C&Gシステムズは製造業向けDXソリューション事業を強化するため、4月1日に持ち株会社CGSホールディングス(HD)体制に移行する。その後NTTデータエンジニアリングシステムズ(東京都大田区)が分離する製造ソリューション事業を傘下に収め、10月から新体制で、CAD/CAM(コンピューター利用設計/製造)システムを活用したDXインテグレーターとして事業拡大する。
現場のデジタル化に対応するためAI(人工知能)やクラウド技術も強化する。海外の販路開拓にも取り組み〝日の丸CAD/CAM〟を世界のデファクトスタンダード(事実上の標準)に育てる。

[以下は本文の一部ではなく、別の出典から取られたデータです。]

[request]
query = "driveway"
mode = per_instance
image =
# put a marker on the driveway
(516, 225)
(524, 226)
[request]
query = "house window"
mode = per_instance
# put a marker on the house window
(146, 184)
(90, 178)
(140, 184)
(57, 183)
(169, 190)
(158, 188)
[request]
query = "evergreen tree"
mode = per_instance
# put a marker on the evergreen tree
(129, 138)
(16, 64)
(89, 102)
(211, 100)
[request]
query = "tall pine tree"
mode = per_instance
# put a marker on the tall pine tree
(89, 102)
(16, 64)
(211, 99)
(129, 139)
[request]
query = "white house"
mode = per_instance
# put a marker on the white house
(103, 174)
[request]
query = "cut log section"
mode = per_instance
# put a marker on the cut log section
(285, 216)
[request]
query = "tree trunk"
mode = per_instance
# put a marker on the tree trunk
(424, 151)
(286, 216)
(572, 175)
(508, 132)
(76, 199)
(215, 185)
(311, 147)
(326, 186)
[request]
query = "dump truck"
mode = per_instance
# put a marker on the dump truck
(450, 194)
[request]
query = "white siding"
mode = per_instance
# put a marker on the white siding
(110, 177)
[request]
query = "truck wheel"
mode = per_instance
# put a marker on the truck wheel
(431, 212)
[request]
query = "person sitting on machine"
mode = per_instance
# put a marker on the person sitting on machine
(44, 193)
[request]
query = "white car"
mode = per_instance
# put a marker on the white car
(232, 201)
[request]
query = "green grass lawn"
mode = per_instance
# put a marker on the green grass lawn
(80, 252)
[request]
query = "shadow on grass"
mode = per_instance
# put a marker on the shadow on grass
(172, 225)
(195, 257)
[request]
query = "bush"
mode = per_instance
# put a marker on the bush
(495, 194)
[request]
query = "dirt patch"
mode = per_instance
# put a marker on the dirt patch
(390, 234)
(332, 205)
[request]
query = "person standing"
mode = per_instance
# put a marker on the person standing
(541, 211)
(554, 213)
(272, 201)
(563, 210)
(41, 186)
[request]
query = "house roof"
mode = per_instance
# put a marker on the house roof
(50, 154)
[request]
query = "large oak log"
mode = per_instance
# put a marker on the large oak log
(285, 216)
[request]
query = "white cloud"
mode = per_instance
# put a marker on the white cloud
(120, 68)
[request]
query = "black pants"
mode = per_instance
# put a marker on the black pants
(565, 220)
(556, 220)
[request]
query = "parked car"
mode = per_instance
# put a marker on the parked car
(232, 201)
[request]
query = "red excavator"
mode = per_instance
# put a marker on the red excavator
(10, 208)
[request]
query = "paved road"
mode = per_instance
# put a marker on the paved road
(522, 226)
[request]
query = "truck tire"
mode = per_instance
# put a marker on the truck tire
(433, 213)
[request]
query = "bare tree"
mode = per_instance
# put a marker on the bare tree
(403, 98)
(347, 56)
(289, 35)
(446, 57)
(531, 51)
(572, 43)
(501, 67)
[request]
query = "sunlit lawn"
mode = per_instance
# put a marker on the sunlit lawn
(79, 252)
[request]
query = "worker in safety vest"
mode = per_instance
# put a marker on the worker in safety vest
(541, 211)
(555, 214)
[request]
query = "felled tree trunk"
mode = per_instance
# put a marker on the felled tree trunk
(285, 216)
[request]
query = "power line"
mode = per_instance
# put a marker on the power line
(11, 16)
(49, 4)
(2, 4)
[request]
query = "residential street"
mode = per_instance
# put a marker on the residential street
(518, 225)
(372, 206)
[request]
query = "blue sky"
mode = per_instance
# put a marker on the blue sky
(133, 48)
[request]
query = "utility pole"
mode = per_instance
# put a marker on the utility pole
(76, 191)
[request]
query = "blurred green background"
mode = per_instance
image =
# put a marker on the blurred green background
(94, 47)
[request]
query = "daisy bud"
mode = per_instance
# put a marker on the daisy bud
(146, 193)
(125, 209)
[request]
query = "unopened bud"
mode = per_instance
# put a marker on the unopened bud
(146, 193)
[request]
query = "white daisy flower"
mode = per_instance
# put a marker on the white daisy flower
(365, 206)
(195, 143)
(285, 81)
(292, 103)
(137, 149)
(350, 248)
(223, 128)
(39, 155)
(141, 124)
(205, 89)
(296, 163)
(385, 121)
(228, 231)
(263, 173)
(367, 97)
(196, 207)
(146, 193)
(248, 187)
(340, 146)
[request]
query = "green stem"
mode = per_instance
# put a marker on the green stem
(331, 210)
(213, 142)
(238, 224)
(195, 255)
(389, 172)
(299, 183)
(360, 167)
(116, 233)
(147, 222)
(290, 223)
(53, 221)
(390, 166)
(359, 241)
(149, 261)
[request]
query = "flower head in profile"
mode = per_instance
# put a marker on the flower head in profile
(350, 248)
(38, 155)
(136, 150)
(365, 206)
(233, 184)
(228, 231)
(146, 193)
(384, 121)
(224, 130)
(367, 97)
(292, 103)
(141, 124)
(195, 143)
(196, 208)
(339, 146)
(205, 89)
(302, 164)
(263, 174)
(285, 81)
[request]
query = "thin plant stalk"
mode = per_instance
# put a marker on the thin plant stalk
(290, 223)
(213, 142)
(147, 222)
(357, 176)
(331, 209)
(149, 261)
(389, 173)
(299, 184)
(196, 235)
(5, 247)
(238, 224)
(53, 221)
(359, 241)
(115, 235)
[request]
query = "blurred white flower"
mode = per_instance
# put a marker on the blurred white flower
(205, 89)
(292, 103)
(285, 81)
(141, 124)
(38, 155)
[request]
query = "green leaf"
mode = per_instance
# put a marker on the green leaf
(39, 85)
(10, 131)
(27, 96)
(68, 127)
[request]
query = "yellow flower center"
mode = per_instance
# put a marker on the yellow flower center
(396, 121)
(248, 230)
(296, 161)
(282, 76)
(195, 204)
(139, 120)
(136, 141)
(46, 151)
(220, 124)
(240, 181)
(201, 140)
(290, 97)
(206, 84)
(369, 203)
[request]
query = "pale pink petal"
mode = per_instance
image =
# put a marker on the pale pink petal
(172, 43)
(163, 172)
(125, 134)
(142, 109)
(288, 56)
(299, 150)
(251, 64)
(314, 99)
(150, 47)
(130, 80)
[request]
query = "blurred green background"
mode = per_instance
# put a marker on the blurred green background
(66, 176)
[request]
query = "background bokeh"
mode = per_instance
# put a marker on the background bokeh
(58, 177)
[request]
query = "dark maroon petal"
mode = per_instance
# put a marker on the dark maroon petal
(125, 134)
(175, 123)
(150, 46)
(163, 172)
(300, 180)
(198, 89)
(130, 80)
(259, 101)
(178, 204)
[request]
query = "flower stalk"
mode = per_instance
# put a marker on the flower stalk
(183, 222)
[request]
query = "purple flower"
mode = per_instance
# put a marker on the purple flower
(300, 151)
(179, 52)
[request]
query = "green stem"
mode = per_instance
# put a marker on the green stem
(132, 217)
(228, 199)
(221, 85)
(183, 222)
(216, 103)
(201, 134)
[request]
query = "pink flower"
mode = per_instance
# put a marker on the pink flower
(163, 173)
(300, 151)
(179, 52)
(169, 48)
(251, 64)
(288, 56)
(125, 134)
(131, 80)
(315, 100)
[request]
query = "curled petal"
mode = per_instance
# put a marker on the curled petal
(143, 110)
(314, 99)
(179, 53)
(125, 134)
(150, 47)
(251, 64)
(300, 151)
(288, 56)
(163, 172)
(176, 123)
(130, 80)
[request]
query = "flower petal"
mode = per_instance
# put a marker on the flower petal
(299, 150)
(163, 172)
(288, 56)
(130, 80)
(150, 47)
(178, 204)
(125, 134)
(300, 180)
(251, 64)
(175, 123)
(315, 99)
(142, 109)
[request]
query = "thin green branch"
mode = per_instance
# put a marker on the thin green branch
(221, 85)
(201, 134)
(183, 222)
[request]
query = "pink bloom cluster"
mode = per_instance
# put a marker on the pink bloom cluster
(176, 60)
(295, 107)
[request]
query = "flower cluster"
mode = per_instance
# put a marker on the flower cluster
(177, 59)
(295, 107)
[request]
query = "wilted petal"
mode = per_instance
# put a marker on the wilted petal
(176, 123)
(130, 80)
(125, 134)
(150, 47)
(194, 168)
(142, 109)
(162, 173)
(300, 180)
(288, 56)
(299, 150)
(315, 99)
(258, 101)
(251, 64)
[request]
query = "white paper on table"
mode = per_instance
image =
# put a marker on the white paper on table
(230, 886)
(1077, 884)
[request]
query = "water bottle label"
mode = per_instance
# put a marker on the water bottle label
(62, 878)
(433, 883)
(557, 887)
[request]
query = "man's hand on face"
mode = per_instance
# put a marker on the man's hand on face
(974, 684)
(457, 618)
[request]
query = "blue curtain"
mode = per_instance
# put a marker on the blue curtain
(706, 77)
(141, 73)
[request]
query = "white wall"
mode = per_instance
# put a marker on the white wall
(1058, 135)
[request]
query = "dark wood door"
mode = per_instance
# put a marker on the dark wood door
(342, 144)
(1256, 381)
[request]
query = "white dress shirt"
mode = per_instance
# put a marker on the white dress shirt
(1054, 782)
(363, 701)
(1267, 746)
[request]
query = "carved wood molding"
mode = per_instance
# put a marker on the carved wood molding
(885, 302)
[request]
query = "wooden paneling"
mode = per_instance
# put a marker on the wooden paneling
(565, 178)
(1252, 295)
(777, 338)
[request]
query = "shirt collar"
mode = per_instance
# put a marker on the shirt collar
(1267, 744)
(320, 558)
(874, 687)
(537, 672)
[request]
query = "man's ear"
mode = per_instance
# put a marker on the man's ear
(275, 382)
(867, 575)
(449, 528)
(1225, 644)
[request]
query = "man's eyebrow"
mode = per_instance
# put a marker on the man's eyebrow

一方、石橋製作所(福岡県直方市)が整備を進める産学官共創の場「クロスクリエーションハブ」が業務を始めた。産業用ロボットやLMD(レーザー・メタル・デポジション)などの最新設備を導入。さまざまなデジタル技術を駆使して顧客や大学、自治体など多様な知識やアイデアを掛け合わせるオープンイノベーションの場として、要素技術開発やソリューションの実装・開発を共創する。石橋和彦社長は「エネルギーや老朽化インフラなど社会課題に対処したい。アイデアがあれば声をかけてほしい」と呼びかける。